Register Pressure: While using more registers can improve performance, excessive register usage can limit occupancy and overall performance.
SM Utilization: Maximizing SM active cycles while minimizing total execution time is key to efficient GPU utilization.
Memory Bandwidth: Effective utilization of memory bandwidth is crucial, especially for memory-bound convolution operations.
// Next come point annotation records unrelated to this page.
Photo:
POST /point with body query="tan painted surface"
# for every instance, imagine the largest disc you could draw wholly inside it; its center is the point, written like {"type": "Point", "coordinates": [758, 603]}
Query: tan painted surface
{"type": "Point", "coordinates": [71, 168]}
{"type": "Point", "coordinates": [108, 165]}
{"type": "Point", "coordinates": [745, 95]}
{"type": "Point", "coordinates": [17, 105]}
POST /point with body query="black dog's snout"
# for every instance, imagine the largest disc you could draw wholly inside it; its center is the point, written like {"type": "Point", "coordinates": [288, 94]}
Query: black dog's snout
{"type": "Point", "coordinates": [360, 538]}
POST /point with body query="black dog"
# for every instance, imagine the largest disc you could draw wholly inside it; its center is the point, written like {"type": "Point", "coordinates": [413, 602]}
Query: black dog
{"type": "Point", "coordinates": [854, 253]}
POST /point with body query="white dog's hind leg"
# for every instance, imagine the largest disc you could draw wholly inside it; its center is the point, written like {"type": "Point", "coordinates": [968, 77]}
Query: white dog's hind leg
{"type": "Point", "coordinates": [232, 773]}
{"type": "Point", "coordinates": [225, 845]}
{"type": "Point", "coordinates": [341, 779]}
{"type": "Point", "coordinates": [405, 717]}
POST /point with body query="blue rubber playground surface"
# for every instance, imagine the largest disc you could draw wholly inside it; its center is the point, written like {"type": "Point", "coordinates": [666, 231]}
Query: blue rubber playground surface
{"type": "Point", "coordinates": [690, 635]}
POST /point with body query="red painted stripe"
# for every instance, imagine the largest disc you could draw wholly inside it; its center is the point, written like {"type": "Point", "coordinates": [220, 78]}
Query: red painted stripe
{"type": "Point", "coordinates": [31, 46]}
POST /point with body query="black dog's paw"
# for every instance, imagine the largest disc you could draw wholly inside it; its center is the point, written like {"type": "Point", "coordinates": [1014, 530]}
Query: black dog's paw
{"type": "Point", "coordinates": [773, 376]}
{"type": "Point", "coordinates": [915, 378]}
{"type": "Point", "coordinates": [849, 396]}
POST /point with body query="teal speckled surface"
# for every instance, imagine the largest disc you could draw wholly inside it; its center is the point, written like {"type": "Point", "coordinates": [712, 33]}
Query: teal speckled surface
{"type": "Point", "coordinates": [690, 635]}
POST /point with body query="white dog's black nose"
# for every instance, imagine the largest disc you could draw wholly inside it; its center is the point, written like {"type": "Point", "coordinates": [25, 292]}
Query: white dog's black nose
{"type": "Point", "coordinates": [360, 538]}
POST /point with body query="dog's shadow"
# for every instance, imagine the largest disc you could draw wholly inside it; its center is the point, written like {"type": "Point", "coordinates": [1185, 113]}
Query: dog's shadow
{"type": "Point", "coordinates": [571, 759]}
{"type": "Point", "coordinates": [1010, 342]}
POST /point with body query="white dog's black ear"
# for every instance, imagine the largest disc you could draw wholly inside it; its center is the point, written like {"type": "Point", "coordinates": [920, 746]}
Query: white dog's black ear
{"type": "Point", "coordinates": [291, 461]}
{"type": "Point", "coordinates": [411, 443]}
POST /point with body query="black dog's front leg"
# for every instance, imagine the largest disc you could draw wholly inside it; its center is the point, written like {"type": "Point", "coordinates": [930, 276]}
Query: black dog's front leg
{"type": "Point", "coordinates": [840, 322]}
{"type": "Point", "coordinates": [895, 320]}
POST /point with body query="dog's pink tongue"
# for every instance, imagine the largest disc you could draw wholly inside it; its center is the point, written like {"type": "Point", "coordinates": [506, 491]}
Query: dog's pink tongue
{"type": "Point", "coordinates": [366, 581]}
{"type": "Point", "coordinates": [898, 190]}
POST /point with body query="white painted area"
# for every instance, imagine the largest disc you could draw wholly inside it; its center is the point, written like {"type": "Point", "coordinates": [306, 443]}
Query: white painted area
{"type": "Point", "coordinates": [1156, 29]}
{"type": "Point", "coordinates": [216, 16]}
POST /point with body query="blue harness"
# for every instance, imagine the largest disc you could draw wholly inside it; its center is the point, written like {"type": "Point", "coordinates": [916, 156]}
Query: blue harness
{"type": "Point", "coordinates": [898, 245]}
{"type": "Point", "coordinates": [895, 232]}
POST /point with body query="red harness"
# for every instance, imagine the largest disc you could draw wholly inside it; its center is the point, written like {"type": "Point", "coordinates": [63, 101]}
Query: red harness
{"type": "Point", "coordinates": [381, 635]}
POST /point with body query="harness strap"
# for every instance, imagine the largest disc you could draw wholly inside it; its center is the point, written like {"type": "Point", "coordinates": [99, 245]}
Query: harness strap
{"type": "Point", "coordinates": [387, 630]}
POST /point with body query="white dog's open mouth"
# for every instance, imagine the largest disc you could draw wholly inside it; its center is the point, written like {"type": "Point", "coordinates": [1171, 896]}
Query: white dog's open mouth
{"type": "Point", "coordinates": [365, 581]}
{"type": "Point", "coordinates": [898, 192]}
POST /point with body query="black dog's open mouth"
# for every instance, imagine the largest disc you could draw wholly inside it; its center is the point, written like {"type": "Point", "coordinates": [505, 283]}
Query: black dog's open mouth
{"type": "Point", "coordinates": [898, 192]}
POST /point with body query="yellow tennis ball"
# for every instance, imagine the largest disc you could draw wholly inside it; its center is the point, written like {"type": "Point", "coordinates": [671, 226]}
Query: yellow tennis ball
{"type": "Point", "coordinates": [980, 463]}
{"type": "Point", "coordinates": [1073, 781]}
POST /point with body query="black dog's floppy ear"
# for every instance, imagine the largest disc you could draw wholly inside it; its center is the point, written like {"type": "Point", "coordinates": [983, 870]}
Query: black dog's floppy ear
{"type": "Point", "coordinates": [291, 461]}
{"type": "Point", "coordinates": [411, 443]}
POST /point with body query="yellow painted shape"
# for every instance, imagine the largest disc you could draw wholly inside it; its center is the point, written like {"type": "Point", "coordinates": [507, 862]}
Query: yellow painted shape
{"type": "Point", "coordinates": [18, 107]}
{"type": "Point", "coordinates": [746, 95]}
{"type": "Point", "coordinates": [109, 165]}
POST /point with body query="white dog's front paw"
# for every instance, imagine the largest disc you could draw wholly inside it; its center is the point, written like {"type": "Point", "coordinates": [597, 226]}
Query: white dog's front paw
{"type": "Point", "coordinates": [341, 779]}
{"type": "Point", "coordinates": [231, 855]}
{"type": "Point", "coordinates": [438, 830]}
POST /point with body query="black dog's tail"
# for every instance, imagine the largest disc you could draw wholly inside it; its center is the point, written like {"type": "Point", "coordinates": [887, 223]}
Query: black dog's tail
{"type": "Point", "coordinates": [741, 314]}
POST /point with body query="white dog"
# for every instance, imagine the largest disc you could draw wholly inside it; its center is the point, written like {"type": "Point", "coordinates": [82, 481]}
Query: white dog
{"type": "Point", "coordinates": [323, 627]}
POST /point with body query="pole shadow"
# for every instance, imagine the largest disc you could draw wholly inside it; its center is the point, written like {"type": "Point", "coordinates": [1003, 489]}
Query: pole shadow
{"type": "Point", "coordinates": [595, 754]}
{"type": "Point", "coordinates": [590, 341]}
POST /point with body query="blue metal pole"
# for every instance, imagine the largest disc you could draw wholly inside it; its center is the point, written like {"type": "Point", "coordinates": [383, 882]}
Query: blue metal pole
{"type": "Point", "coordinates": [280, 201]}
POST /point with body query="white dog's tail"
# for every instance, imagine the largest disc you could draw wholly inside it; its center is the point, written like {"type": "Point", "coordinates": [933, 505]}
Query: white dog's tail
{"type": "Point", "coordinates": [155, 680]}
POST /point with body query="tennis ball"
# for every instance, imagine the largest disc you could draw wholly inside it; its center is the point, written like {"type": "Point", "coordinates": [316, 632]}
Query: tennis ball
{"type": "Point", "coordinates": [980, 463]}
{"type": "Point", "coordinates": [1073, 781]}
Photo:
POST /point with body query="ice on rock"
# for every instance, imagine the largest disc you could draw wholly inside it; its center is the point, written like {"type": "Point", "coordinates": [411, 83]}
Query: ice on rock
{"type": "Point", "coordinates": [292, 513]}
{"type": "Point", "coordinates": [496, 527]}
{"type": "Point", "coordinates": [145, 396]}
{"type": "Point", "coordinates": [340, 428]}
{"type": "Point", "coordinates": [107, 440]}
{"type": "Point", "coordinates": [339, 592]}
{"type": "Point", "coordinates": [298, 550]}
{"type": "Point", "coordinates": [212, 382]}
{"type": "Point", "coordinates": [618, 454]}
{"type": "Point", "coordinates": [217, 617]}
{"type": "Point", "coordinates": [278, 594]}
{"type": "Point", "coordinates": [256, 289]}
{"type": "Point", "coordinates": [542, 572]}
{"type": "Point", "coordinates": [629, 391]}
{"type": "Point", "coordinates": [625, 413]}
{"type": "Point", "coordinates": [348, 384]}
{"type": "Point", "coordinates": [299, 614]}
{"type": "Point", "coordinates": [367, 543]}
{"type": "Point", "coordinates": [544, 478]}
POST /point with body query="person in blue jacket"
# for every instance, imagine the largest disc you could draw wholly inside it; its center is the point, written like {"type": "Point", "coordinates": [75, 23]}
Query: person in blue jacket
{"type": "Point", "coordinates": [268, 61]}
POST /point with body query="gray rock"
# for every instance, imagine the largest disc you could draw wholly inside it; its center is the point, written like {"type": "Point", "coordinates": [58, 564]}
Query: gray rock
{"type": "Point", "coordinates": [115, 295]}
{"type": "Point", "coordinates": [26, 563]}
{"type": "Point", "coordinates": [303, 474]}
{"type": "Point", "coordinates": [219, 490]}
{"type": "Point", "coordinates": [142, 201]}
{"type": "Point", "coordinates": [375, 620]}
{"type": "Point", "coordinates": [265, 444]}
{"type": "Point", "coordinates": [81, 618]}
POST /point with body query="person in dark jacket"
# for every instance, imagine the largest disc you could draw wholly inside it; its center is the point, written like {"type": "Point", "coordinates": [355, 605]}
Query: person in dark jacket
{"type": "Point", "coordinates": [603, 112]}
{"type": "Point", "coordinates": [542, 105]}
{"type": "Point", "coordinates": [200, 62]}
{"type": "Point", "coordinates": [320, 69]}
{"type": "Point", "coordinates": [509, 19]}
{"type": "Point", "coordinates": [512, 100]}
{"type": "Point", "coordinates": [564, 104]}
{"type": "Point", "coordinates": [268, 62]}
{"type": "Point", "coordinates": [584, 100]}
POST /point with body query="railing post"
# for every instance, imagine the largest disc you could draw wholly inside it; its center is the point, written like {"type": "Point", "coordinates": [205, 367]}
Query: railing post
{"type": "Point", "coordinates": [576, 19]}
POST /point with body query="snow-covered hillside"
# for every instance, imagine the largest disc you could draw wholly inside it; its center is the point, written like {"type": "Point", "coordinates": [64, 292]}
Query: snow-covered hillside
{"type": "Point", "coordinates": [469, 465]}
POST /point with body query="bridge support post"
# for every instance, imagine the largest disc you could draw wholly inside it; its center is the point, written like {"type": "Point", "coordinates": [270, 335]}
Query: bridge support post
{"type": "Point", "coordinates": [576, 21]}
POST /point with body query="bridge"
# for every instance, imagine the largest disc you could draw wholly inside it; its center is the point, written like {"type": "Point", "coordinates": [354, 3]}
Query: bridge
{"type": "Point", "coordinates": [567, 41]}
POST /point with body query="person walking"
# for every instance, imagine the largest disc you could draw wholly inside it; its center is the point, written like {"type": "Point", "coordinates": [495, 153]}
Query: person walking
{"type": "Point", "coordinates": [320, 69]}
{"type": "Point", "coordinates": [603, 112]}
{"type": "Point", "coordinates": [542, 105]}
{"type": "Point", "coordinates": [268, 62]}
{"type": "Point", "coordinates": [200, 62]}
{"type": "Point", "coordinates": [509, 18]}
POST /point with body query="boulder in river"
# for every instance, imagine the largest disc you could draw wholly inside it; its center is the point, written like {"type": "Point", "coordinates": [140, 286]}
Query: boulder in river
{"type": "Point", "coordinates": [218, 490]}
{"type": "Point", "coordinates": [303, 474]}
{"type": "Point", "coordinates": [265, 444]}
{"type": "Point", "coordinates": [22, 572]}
Based on these insights, we can formulate several optimization strategies for GPU-based convolution operations:
Strategy: Experiment with different block sizes to find the optimal configuration.
Implementation:
dim3 blockSize(BLOCK_SIZE_X, BLOCK_SIZE_Y, 1);
dim3 gridSize((W_out + BLOCK_SIZE_X - 1) / BLOCK_SIZE_X,
(H_out + BLOCK_SIZE_Y - 1) / BLOCK_SIZE_Y,
C_out);
convolutionKernel<<<gridSize, blockSize>>>(input, filter, output);
Rationale: The optimal block size balances SM efficiency, memory access patterns, and occupancy. It’s often problem-specific and requires empirical tuning.
Strategy: Use shared memory to cache input data and filter weights.
Implementation:
__shared__ float tile[TILE_SIZE][TILE_SIZE];
// Load data into shared memory
// Perform convolution using shared memory
Rationale: Tiling reduces global memory accesses by reusing data loaded into shared memory, improving memory throughput and cache hit rates.
Strategy: Ensure global memory accesses are coalesced for efficient memory transactions.
Implementation:
// Instead of:
float val = input[b][c][h][w];
// Use:
float val = input[(((b * C_in + c) * H_in + h) * W_in + w)];
Rationale: Coalesced memory accesses maximize memory bandwidth utilization, crucial for memory-bound convolution operations.
Strategy: Unroll loops to increase instruction-level parallelism.
Implementation:
#pragma unroll
for (int i = 0; i < FILTER_SIZE; ++i) {
// Convolution computation
}
Rationale: Loop unrolling can increase SM utilization and instruction throughput, potentially improving performance for compute-bound scenarios.
Strategy: Carefully manage register usage to balance performance and occupancy.
Implementation:
__launch_bounds__(MAX_THREADS_PER_BLOCK, MIN_BLOCKS_PER_SM)
__global__ void convolutionKernel(...)
Rationale: Proper register management ensures high occupancy while providing enough registers for efficient computation.
Strategy: Fuse multiple operations (e.g., convolution + activation) into a single kernel.
Implementation:
__global__ void convolutionActivationKernel(...)
{
// Perform convolution
// Immediately apply activation function
}
Rationale: Kernel fusion reduces memory bandwidth requirements and kernel launch overhead, potentially improving overall performance.
Strategy: Use lower precision (e.g., FP16) where accuracy allows.
Implementation:
#include <cuda_fp16.h>
__global__ void convolutionKernel(half* input, half* filter, half* output)
{
// Convolution using half-precision arithmetic
}
Rationale: Lower precision arithmetic can increase computational throughput and reduce memory bandwidth requirements.
To systematically optimize convolution operations, consider implementing:
Analytical Performance Model: Develop a model that predicts performance based on kernel parameters and hardware characteristics.
Autotuning Framework: Create a system that automatically explores the parameter space (block size, tiling strategy, etc.) to find optimal configurations.
Profile-Guided Optimization: Use profiling data to guide optimizations, focusing efforts on the most impactful areas of the convolution kernel.
By applying these strategies and continuously analyzing performance metrics, developers can significantly improve the efficiency of GPU-based convolution operations, leading to faster and more efficient deep learning and image processing applications.